Further, software, programs, and/or computer program products embodying some or all of the various relational similarity measuring embodiments described herein, or portions thereof, may be stored, received, transmitted, or read from any desired combination of computer or machine readable media or storage devices and communication media in the form of computer executable instructions or other data structures.
Finally, the relational similarity measuring embodiments described herein may be further described in the general context of computer-executable instructions, such as program modules, being executed by a computing device. Generally, program modules include routines, programs, objects, components, data structures, etc., that perform particular tasks or implement particular abstract data types. The embodiments described herein may also be practiced in distributed computing environments where tasks are performed by one or more remote processing devices, or within a cloud of one or more devices, that are linked through one or more communications networks. In a distributed computing environment, program modules may be located in both local and remote computer storage media including media storage devices. Still further, the aforementioned instructions may be implemented, in part or in whole, as hardware logic circuits, which may or may not include a processor.
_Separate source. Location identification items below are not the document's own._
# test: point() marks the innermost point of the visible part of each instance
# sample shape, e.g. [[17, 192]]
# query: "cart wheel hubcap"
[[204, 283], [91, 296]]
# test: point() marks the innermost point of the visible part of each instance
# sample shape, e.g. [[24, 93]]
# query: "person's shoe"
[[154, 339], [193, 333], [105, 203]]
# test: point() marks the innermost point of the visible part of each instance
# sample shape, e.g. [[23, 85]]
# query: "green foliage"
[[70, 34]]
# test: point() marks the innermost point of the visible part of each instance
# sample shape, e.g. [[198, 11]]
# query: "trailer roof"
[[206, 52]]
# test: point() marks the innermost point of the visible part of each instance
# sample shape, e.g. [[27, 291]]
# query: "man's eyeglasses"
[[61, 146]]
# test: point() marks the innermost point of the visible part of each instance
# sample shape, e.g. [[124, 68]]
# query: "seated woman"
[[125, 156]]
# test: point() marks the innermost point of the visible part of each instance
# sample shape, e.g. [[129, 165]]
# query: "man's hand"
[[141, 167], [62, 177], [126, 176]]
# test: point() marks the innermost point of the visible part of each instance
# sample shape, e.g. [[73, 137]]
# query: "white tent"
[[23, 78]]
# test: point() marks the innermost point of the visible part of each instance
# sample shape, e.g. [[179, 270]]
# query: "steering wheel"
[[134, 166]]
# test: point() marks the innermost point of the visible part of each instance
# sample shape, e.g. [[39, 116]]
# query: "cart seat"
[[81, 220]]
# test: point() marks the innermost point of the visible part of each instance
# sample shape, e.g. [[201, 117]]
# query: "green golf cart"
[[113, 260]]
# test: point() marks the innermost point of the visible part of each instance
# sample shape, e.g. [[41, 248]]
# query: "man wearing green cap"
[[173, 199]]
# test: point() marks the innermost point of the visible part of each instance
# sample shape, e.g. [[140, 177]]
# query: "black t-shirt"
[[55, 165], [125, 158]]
3.0 Other EmbodimentsIt is noted that any or all of the aforementioned embodiments throughout the description may be used in any combination desired to form additional hybrid embodiments. In addition, although the subject matter has been described in language specific to structural features and/or methodological acts, it is to be understood that the subject matter defined in the appended claims is not necessarily limited to the specific features or acts described above. Rather, the specific features and acts described above are disclosed as example forms of implementing the claims.
Claims
1. A computer-implemented process for measuring the degree of relational similarity between pairs of words, each pair of which exhibits a semantic or syntactic relation between the words of the word pair, comprising:
- using a computer to perform the following process actions:
- selecting a plurality of relational similarity models, each of which measures relational similarity between two pairs of words, at least one of which is a heterogeneous relational similarity model, and each model of which is trained or created using a different method or linguistic/textual resource;
- creating a combined relational similarity model from a combination of the selected models that inputs two pairs of words and outputs a relational similarity indicator representing a measure the degree of relational similarity between the inputted word pairs;
- inputting two word pairs whose relational similarity between each pair is to be measured; and
- applying the combined relational similarity model to the inputted word pairs to produce said relational similarity indicator representing a measure of the degree of relational similarity between the inputted word pairs.
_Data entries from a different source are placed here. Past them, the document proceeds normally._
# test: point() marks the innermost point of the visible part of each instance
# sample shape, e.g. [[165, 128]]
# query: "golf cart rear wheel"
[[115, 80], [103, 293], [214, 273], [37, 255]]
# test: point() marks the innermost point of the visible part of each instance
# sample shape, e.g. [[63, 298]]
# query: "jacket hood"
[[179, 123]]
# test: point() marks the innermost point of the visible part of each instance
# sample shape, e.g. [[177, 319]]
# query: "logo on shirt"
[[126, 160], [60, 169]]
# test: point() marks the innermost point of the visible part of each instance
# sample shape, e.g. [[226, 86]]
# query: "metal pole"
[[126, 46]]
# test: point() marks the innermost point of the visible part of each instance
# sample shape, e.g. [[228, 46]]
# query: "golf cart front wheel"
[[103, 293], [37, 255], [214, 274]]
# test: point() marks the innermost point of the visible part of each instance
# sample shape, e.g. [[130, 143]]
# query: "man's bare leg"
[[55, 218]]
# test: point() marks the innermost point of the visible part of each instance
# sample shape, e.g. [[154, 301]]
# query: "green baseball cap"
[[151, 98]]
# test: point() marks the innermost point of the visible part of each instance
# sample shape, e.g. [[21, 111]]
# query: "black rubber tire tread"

2. The process of claim 1, wherein the process action of selecting a plurality of relational similarity models, comprises selecting a heterogeneous directional similarity model, which operates in a word vector space and computes a distance between directional vectors computed for the word pairs using the word vector space, to estimate their relational similarity.
3. The process of claim 1, wherein the process action of selecting a plurality of relational similarity models, comprises selecting a heterogeneous lexical pattern model which measures relational similarity between two pairs of words using a probabilistic classifier trained on lexical patterns.
4. The process of claim 3, wherein the process action of selecting a lexical pattern model which measures relational similarity between two pairs of words using a probabilistic classifier trained on lexical patterns, comprises selecting a regularized log-linear model comprising a probabilistic classifier that was trained using textual information associated with pairs of words that co-occur in prescribed corpora.
5. The process of claim 1, wherein the process action of selecting a plurality of relational similarity models, comprises selecting one or more specific word relation models associated with lexical databases or knowledge bases that cover specific word relations.
6. The process of claim 1, wherein the process action of selecting a plurality of relational similarity models, comprises selecting one or more lexical semantics models that cover specific word relations.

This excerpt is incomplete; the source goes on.